MAPUTO, Mozambique—Anglo-Australian mining giant Rio Tinto (IW 1000/74) has halted coal exports from Mozambique after threats from former guerrillas against the rail line that leads to port, authorities said today.
"As for Rio Tinto's goods trains, the company decided to suspend them," the governor of the coal-rich Tete province, Rachid Gogo, told state owned Radio Mozambique.
The decision came after one of the company's trains derailed near the Malawi border on Monday.
"We are still investigating the reasons," Gogo said.
When contacted by AFP, Rio Tinto declined to comment on the report.

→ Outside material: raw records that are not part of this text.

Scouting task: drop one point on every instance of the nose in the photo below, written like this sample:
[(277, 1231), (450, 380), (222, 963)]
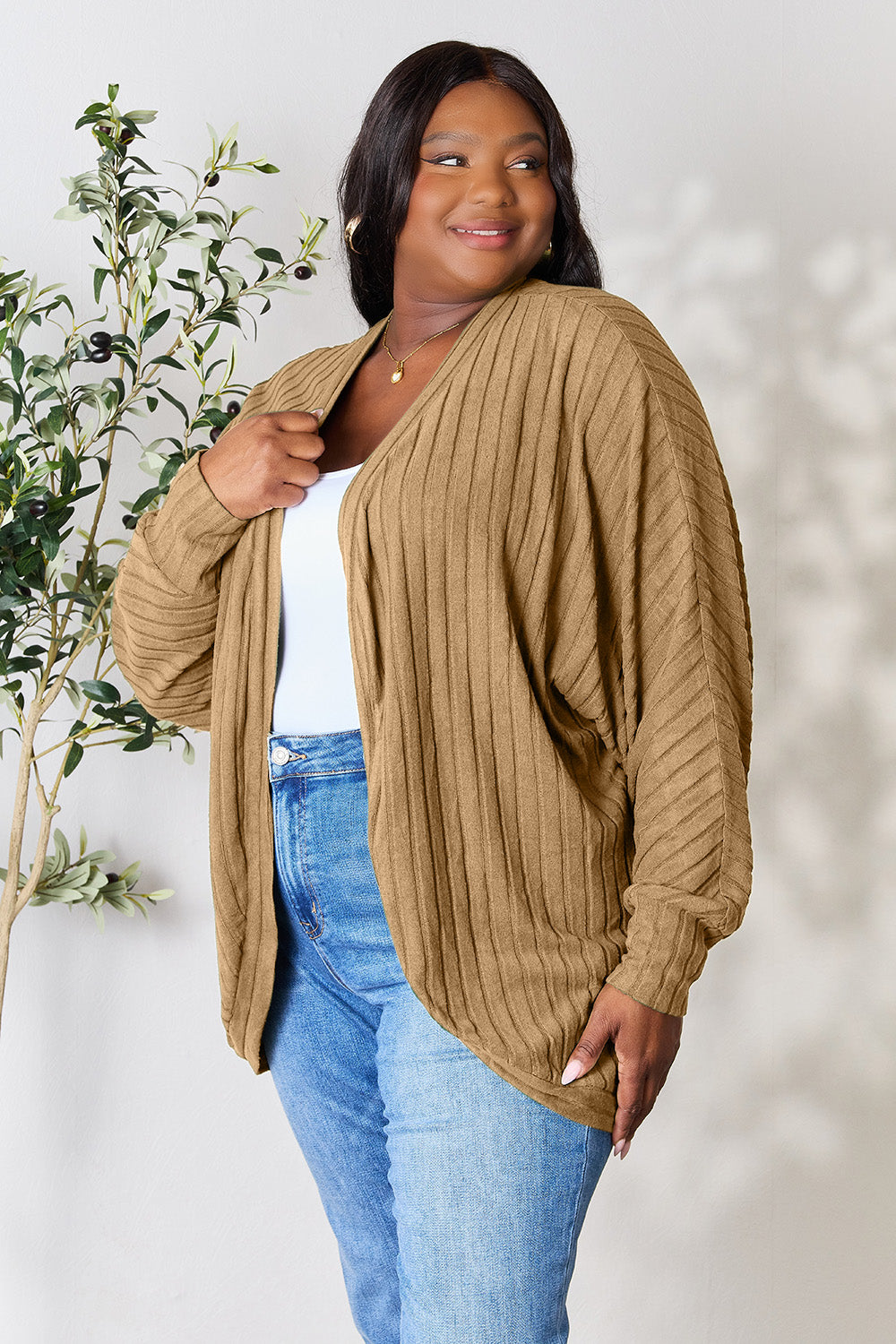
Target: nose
[(490, 187)]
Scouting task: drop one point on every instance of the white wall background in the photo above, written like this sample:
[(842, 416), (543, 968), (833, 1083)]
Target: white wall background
[(737, 180)]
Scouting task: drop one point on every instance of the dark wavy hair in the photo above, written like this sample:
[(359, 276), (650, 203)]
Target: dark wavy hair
[(383, 163)]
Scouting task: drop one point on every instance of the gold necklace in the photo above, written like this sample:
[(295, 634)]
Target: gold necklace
[(400, 363)]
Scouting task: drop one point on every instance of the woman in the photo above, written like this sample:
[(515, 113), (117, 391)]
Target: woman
[(462, 605)]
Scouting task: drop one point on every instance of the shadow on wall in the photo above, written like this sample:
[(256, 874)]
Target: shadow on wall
[(793, 1027)]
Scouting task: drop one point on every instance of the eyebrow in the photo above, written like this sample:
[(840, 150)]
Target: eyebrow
[(463, 137)]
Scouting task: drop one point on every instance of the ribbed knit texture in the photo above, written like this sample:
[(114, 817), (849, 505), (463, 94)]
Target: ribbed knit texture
[(552, 660)]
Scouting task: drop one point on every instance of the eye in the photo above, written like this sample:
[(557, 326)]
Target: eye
[(528, 161)]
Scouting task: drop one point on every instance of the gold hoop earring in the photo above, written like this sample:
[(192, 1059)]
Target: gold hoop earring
[(349, 231)]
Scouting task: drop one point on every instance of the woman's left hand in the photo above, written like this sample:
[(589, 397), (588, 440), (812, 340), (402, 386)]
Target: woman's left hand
[(645, 1043)]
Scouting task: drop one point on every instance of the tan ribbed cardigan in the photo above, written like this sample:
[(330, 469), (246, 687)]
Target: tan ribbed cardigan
[(552, 661)]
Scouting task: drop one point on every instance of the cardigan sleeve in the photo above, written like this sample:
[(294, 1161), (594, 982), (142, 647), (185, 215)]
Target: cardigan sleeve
[(164, 605), (673, 574)]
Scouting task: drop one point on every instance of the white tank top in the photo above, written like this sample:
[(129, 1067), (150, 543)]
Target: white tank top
[(314, 680)]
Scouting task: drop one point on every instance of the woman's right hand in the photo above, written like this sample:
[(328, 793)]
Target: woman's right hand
[(263, 462)]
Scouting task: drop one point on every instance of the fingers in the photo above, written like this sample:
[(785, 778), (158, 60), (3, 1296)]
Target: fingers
[(635, 1094), (645, 1043), (589, 1050)]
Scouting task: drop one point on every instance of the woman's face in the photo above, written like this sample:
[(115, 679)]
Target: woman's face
[(484, 168)]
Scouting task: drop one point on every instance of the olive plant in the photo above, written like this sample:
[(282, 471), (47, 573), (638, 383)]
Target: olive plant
[(58, 429)]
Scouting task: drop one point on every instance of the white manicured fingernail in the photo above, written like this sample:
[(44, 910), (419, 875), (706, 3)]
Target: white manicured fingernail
[(571, 1072)]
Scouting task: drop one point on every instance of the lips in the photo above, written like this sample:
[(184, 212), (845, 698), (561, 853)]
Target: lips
[(485, 234), (487, 228)]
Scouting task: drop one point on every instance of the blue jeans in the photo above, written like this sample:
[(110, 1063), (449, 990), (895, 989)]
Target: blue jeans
[(455, 1199)]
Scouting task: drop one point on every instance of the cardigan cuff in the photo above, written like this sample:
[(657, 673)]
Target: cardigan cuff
[(193, 530), (667, 945)]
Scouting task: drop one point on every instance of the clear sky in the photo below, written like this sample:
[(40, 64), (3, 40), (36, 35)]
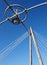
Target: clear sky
[(37, 19)]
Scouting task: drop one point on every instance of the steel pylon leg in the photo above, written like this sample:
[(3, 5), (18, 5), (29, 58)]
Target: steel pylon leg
[(32, 38)]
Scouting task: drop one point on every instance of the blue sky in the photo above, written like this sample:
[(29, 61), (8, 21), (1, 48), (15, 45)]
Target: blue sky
[(37, 19)]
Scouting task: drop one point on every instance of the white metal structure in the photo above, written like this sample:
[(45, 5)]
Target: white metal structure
[(32, 38)]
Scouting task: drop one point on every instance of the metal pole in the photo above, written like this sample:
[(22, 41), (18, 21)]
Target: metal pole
[(30, 47), (36, 47)]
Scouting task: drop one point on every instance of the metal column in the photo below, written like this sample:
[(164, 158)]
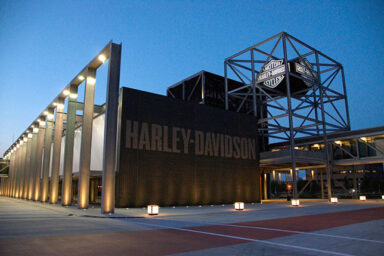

Last week Renamo, the former guerrilla movement turned opposition, threatened to block traffic along the only rail link from coal rich Tete province to the coast.
Renamo demands more representation in the armed forces and a cut of the country's coal and gas revenues.
Brazilian company Vale is still using the line to transport its coal to the coast, Gogo said, but local media said trains are running at half their usual speed as a precaution.
There have been no attacks registered since last week's threats, but ambushes on vehicles along the main highway have killed at least two civilians since Friday.
Authorities have decided to stop passenger services on the Sena line as a precaution, said Gogo.
"In the face of these threats, passenger trains naturally had to stop in order to reduce the loss of human life," he said.
Part of the Sena line passes through Renamo's stronghold, Sofala province where port city Beira is the capital.
Last week Renamo vowed to "paralyze the movement of trains on the railway" between Beira and north western Tete.
The latest paralysis of Rio Tinto's exports is follows stoppages in February caused by heavy rains.
The recent attacks have raised fears of heightening political tensions and unrest in the country where until 1992 Renamo waged a brutal 16-year civil war that claimed around one million lives.
Talks which started in May with the communist-rooted Frelimo government have so far failed.